March 15, 2012 at 07:21 AM
2 minute read
Linklaters, Clifford Chance and Freshfields Bruckhaus Deringer are among a host of firms acting for accountancy giants embroiled in an ongoing Competition Commission investigation.
Ashurst, Norton Rose, Berwin Leighton Paisner and Hogan Lovells are all also advising various UK accountancy firms, which have come under recent scrutiny due to the overwhelming dominance of the so-called 'Big Four' accountants at the top of the market.
Ninety-nine of the FTSE 100 are audited by the 'Big Four' – PricewaterhouseCoopers, Deloitte, KPMG and Ernst & Young – with major companies only changing auditor once every 48 years on average.

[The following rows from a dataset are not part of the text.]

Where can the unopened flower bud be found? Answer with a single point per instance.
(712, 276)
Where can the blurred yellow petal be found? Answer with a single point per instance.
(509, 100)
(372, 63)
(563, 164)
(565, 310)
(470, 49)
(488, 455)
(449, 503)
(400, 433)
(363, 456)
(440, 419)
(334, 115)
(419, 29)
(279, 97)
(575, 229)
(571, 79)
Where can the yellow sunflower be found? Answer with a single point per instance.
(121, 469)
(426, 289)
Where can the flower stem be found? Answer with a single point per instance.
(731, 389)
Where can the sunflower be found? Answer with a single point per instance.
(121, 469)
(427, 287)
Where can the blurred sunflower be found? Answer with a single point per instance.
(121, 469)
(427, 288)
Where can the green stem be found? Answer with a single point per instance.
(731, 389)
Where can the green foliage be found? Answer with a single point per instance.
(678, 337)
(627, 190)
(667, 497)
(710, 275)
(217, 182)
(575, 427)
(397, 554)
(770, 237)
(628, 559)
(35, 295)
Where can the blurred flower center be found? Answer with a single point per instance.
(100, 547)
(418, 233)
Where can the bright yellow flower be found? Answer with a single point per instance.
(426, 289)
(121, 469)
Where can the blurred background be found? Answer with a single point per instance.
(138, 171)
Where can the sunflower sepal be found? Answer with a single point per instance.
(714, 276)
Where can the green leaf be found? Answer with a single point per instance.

PwC, the UK's largest accountancy firm by revenue, has instructed Norton Rose, with a team led by global antitrust, competition and regulatory head Martin Coleman and contentious competition partner Peter Scott.
Linklaters competition partner Michael Cutting is acting for KPMG, while Freshfields is advising Deloitte, fielding a team headed up by competition partner Deirdre Trapp.
The smallest of the Big Four, E&Y, has instructed Hogan Lovells partners Lesley Ainsworth and of counsel Chris Hutton. Mid-tier firm Grant Thornton is being advised by Duncan Liddell of Ashurst, while BLP partner Adrian Magnus is acting for BDO and Clifford Chance is working with Mazars.
The Competition Commission investigation into the Big Four's dominance was launched last year, following a preliminary inquiry by the Office of Fair Trading which concluded: "The market for large company audits lacks sufficient competition and does not work well for customers. It is highly concentrated, largely supplied by four big firms, with clients rarely switching between auditors.
"There are also high barriers to entry for new and smaller competitors. These are not the indicators of a competitive market," it stated.
Mid-market players argue barriers to entry – such as bank covenants forcing companies to hire a Big Four firm – create an unfair playing field, but the Big Four claim competition is fierce and risk-averse clients choose them for peace of mind.